51动漫

51动漫 Official Website

Optimasi Integrasi Pembangkit Listrik Tenaga Angin dan Surya pada Sistem Energi Gedung Bertingkat Tinggi

ilustrasi pembangkit listrik tenaga angin (sumber: fatek UMSU)

Dalam upaya menghadapi tantangan perubahan iklim dan kebutuhan energi yang terus meningkat, pemanfaatan energi terbarukan menjadi fokus utama dalam pengembangan sistem kelistrikan masa depan. Dua sumber energi terbarukan yang paling potensial adalah energi surya dan angin. Keduanya memiliki kelebihan masing-masing dalam hal ketersediaan dan efisiensi, namun juga memiliki keterbatasan ketika berdiri sendiri. Oleh karena itu, penggabungan antara sistem pembangkit listrik tenaga surya (fotovoltaik/PV) dan turbin angin dalam satu sistem hybrid menjadi alternatif yang menjanjikan untuk meningkatkan ketersediaan dan kestabilan pasokan energi, khususnya di daerah terpencil atau lokasi dengan kondisi alam yang variatif. Penelitian dan simulasi sistem hybrid PV dan turbin angin menjadi penting untuk merancang sistem yang optimal dalam pemanfaatan dua sumber daya alam ini secara simultan.

Sistem hybrid PV dan turbin angin merupakan solusi terpadu yang menggabungkan dua teknologi pembangkit listrik dalam satu sistem. Energi surya dapat diandalkan pada siang hari dengan intensitas cahaya matahari yang cukup, sementara energi angin dapat menyuplai energi baik siang maupun malam hari tergantung pada pola angin di lokasi tertentu. Dalam sistem ini, perangkat pengatur seperti inverter, kontroler beban, dan sistem penyimpanan energi (baterai) menjadi komponen penting untuk memastikan sinkronisasi dan efisiensi distribusi daya ke beban.

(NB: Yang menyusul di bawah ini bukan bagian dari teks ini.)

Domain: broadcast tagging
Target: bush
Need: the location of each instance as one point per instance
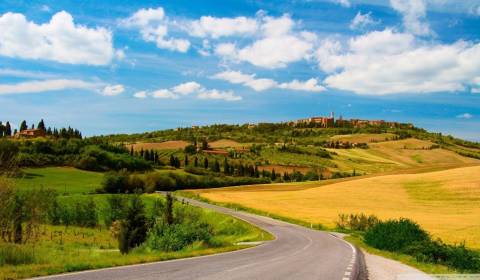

Penelitian ini berfokus pada perancangan sistem hybrid menggunakan perangkat lunak simulasi MATLAB/SIMULINK. Tujuan utamanya adalah menganalisis performa sistem saat terjadi variasi beban maupun fluktuasi sumber daya (matahari dan angin). Simulasi dilakukan dengan menggunakan data intensitas radiasi matahari dan kecepatan angin pada kondisi nyata. Hasilnya menunjukkan bahwa sistem hybrid mampu menjaga kontinuitas suplai daya ke beban dengan mengandalkan kelebihan dari masing-masing sumber. Ketika intensitas matahari rendah, turbin angin mengambil peran utama, dan sebaliknya. Ketika kedua sumber bekerja bersamaan dalam kondisi optimal, sistem menghasilkan output yang stabil dan efisien.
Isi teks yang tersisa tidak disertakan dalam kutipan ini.